Into the loneliness by Eleanor Hogan
In the early 20th century two amazing intrepid women, Daisy Bates and Ernestine Hill, each separately cast aside the comforts of society, to explore the desert areas of Australia, and seek out the Aboriginal tribes and iconic outback settler life; each of them writers supremely confident that their records were essential to preserving a disappearing piece of Australian history.
Ernestine Hill worked with Daisy Bates on bringing together her famous work The passing of the Aborigines, later falling out when Bates failed to acknowledge Hill's contribution. Hill's view was that she herself was the true author of the work. It was a strange friendship, with 36 years difference in age, and despite the dispute about authorship, they continued to correspond and collaborate together at different times.

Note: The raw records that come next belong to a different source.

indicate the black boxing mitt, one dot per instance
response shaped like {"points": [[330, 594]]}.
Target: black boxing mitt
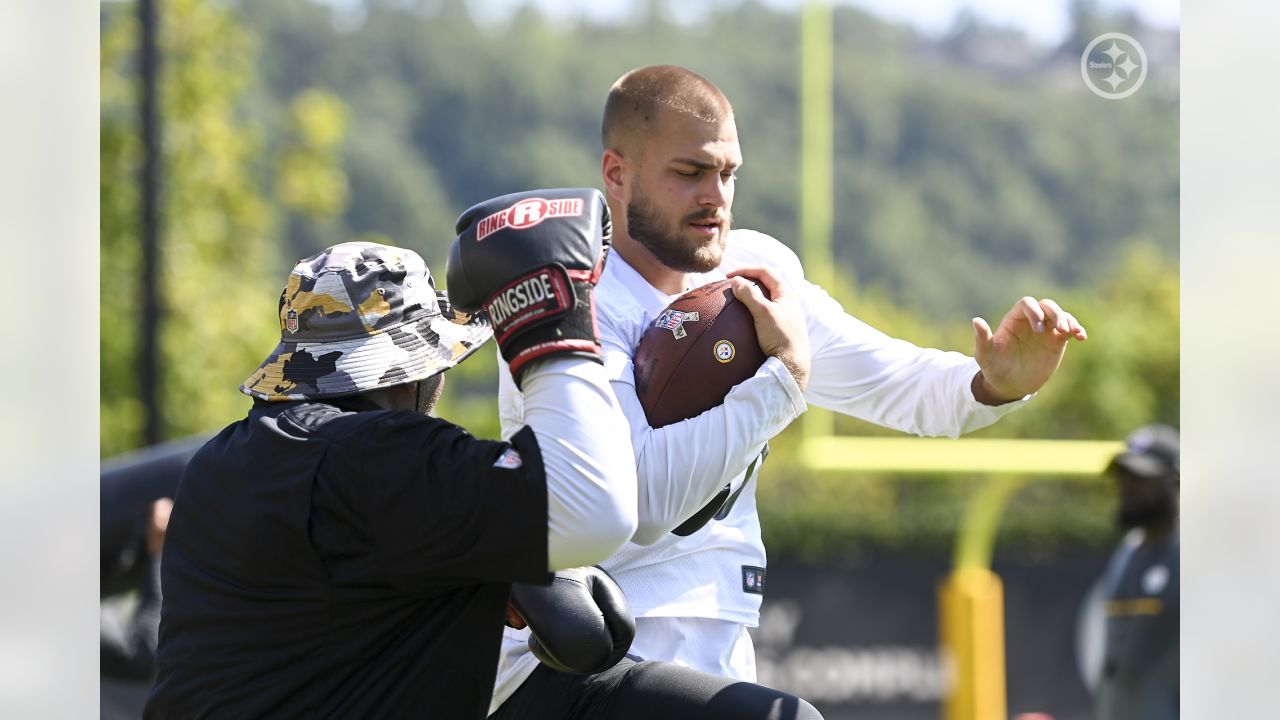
{"points": [[580, 623], [530, 260]]}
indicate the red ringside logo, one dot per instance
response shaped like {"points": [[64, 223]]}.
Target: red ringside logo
{"points": [[528, 213]]}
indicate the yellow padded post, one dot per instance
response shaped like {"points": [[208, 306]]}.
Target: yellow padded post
{"points": [[972, 632]]}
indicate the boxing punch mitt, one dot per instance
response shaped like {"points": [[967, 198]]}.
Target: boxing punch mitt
{"points": [[530, 260], [580, 623]]}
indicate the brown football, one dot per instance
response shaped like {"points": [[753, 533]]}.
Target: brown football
{"points": [[694, 352]]}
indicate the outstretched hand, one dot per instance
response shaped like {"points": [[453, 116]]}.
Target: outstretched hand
{"points": [[1024, 351]]}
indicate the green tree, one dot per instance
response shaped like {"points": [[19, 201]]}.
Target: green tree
{"points": [[220, 264]]}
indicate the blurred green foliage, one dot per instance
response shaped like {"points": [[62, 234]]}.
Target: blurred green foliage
{"points": [[970, 169]]}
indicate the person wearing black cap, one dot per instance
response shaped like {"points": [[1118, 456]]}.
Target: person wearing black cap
{"points": [[1138, 678]]}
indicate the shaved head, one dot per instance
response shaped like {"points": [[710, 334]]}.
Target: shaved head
{"points": [[636, 99]]}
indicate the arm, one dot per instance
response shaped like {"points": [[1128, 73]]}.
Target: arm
{"points": [[586, 455], [862, 372]]}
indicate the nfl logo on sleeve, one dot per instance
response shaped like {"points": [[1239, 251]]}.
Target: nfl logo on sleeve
{"points": [[508, 460]]}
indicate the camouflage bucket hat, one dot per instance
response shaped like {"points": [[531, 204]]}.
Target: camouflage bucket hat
{"points": [[360, 317]]}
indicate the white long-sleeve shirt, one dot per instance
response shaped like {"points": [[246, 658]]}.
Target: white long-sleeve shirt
{"points": [[717, 572]]}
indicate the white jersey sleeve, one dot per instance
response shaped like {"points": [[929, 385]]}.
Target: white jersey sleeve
{"points": [[862, 372]]}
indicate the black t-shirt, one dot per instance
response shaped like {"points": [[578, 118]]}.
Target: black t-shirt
{"points": [[323, 563]]}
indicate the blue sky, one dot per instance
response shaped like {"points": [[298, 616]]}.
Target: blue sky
{"points": [[1045, 21]]}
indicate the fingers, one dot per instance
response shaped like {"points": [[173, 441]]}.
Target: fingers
{"points": [[1046, 314], [749, 294], [1031, 311], [1061, 320], [773, 287], [982, 331]]}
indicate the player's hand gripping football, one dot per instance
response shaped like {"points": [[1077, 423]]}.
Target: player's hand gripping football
{"points": [[1024, 351], [780, 323]]}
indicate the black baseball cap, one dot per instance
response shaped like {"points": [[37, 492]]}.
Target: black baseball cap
{"points": [[1151, 451]]}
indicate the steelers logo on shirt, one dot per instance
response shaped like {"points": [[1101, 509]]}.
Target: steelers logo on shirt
{"points": [[723, 350]]}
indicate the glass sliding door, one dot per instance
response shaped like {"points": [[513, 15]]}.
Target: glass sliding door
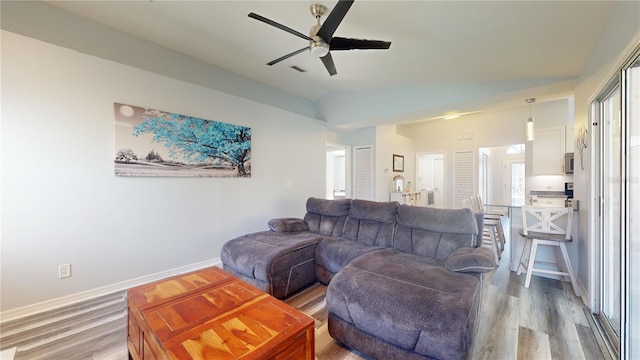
{"points": [[611, 214], [631, 111], [616, 112]]}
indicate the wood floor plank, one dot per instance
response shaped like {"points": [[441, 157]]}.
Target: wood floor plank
{"points": [[533, 345], [497, 335], [546, 321], [589, 343]]}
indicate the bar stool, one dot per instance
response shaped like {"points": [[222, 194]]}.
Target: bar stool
{"points": [[490, 216], [546, 226], [492, 234]]}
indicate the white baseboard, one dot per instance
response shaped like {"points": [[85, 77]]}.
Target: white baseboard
{"points": [[71, 299]]}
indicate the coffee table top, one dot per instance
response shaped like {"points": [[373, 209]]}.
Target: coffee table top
{"points": [[210, 314]]}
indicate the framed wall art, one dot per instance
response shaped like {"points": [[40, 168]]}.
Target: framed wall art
{"points": [[151, 142]]}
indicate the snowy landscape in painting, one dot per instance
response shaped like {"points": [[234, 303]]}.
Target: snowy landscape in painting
{"points": [[155, 143]]}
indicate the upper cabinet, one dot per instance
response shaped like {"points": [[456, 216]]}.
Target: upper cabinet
{"points": [[569, 139], [549, 148]]}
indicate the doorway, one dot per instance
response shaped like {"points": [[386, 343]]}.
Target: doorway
{"points": [[336, 171], [431, 176], [501, 175]]}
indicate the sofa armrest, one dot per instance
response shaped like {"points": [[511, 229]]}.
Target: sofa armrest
{"points": [[288, 225], [467, 259]]}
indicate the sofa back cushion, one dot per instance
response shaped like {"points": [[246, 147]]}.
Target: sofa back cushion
{"points": [[371, 222], [435, 233], [327, 217]]}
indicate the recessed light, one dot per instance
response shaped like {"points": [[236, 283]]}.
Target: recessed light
{"points": [[294, 67]]}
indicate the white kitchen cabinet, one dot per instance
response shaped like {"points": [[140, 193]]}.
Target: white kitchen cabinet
{"points": [[409, 198], [569, 140], [548, 151]]}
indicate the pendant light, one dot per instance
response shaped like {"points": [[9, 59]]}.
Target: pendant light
{"points": [[531, 126]]}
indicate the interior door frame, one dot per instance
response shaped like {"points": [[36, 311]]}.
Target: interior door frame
{"points": [[437, 155], [328, 147]]}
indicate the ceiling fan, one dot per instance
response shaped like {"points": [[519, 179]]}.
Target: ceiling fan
{"points": [[321, 40]]}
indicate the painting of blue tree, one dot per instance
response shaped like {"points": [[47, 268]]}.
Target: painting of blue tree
{"points": [[169, 144]]}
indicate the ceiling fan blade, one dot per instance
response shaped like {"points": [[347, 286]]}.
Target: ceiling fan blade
{"points": [[279, 26], [338, 43], [327, 60], [287, 56], [334, 19]]}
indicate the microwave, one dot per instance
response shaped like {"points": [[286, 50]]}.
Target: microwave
{"points": [[568, 163]]}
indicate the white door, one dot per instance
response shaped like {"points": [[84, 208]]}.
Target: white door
{"points": [[431, 176], [514, 177], [336, 171], [438, 181], [363, 173]]}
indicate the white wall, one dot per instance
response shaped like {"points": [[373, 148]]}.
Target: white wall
{"points": [[61, 202], [388, 143], [493, 128]]}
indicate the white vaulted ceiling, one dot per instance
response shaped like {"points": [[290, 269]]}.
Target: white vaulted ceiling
{"points": [[446, 56]]}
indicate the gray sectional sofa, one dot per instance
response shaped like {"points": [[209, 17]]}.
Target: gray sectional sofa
{"points": [[403, 282]]}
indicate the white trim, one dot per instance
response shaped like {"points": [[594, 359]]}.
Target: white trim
{"points": [[71, 299]]}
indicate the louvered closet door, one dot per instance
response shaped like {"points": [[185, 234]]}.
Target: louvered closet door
{"points": [[464, 176], [363, 173]]}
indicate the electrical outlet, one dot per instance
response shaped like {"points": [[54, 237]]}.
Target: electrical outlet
{"points": [[64, 271]]}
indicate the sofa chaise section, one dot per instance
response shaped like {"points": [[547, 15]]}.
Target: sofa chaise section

Hogan is meticulous in following the lives of these two women, at times venturing out, a lone woman herself, into the desert, to retrace their steps and to gather stories from Aboriginal people who might still remember either of them. Her research reveals the contrasting images of Bates as ethnographer and caretaker for Aboriginal people, and the hateful woman who perpetuated stories about cannibalism and denigrated mixed race children.
Both Bates and Hill were pioneers, casting aside convention, and following their own paths. However each of them struggled with the tasks they set themselves. Later in life, Hill ended up unable to bring her own writing together to fulfil her dream of the great novel; her notes are now kept in archives. It is thanks to Hogan's research that we now have this record of the adventures of these two women, and their genuine though flawed commitment to the understanding and preservation of a unique Australian culture and way of life.
Themes: Non-fiction, Biography, Women writers, Australian outback, Indigenous Australians.